HENDERSON, Nevada, May 15, 2026, 13:03 PT
P3 Health Partners Inc. shares more than tripled in late Friday trading after the Medicare-focused care company reported a first-quarter profit and raised its 2026 adjusted EBITDA outlook. The stock was recently at $13.00, versus a prior close of $4.03, after hitting $14.08 intraday, according to market data.
That matters because P3 has been trying to show its value-based care model can produce earnings after years of losses. In a filing, the company said it had recorded losses since inception until the March quarter and still had only $25.5 million in unrestricted cash at March 31.
P3’s update came as investors watched to see whether Medicare Advantage costs are stabilizing. Reuters reported this week that U.S. insurers showed stronger first-quarter results, but analysts said the second quarter would offer a cleaner read on claims trends after early-year distortions.
P3 said first-quarter revenue increased 4% to $386 million, even as at-risk membership dropped 10% to about 106,000; the company linked the decline to “intentional network and payer rationalization.” Total lives under management were about 135,000, with 29,000 under service arrangements. Business Wire
Net income came in at $3.0 million, against a loss of $44.2 million a year earlier. Adjusted EBITDA, a non-GAAP measure that strips out interest, taxes, depreciation, amortization and certain other items, reached $25.8 million, compared with a $22.2 million loss in the prior-year quarter.
P3’s chief executive, Dr. Aric Coffman, called the quarter “a meaningful turning point,” saying the result reflected two years of contract restructuring, network concentration and operational redesign. The company also raised its full-year 2026 adjusted EBITDA forecast to $20 million to $60 million, with a $40 million midpoint. Business Wire
The numbers were not clean across the board. Chief Financial Officer Leif Pedersen told analysts that about $17 million of the quarter’s benefit stemmed from favorable prior-year development and payer settlements, with roughly 65% tied to reserve development and 35% to settlements.

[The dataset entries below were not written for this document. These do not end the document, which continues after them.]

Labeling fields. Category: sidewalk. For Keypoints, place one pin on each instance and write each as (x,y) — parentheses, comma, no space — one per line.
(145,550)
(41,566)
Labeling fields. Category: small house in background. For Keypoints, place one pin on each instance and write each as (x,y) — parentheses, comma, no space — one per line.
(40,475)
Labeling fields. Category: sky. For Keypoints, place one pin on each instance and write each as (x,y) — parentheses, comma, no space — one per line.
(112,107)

Strip those items out, and underlying adjusted EBITDA was $8 million, he said.
Medical margin — the amount left after medical claims are deducted from capitation revenue — climbed to $73.7 million from $17.2 million a year earlier. The company said per-member Medicare Advantage funding improved about 15% from a year earlier, aided by rate progression, contract changes and documentation of patient illness burden.

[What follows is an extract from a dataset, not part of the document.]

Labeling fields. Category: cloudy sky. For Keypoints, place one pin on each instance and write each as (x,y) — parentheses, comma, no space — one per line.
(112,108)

That is the case P3 is making in a crowded, battered corner of healthcare. Agilon Health, another value-based care company, said first-quarter adjusted EBITDA climbed to about $54 million while reserving Medicare Advantage medical cost trend at 7.4%; Privia Health, whose physician platform has a broader mix, reported a 36.3% increase in adjusted EBITDA.
The balance sheet is still the biggest caveat. P3’s 10-Q said there is substantial doubt about its ability to continue as a going concern within one year and warned it may need more debt or equity financing if cash flow is not enough to fund operations. The filing also showed a $353.3 million working capital deficit and a $143.5 million stockholders’ deficit at March 31.

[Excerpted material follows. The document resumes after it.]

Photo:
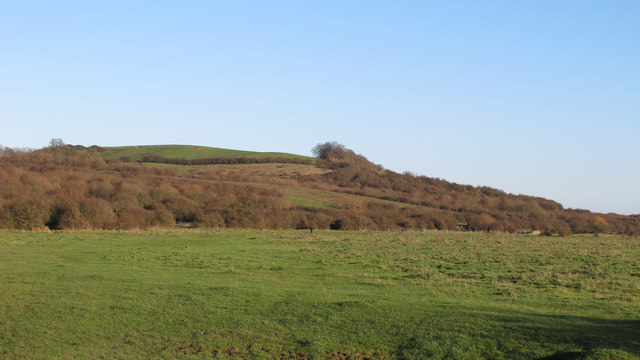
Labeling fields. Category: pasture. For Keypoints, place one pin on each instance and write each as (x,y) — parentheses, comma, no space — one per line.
(250,294)
(186,151)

P3 later took steps to reinforce that position. In an April 27 debt exchange, roughly $252.5 million of unsecured promissory notes was converted into preferred stock. The company also agreed to issue as much as $70 million of preferred stock-and-warrant units, with $30 million already sold by April 30.
The real test now is whether the company can keep medical costs down through the rest of the year, not just during a strong first quarter. Pedersen said results within the new guidance range hinge on cost-trend development and execution against medical-cost initiatives; after Friday’s stock move, there is less room for slippage.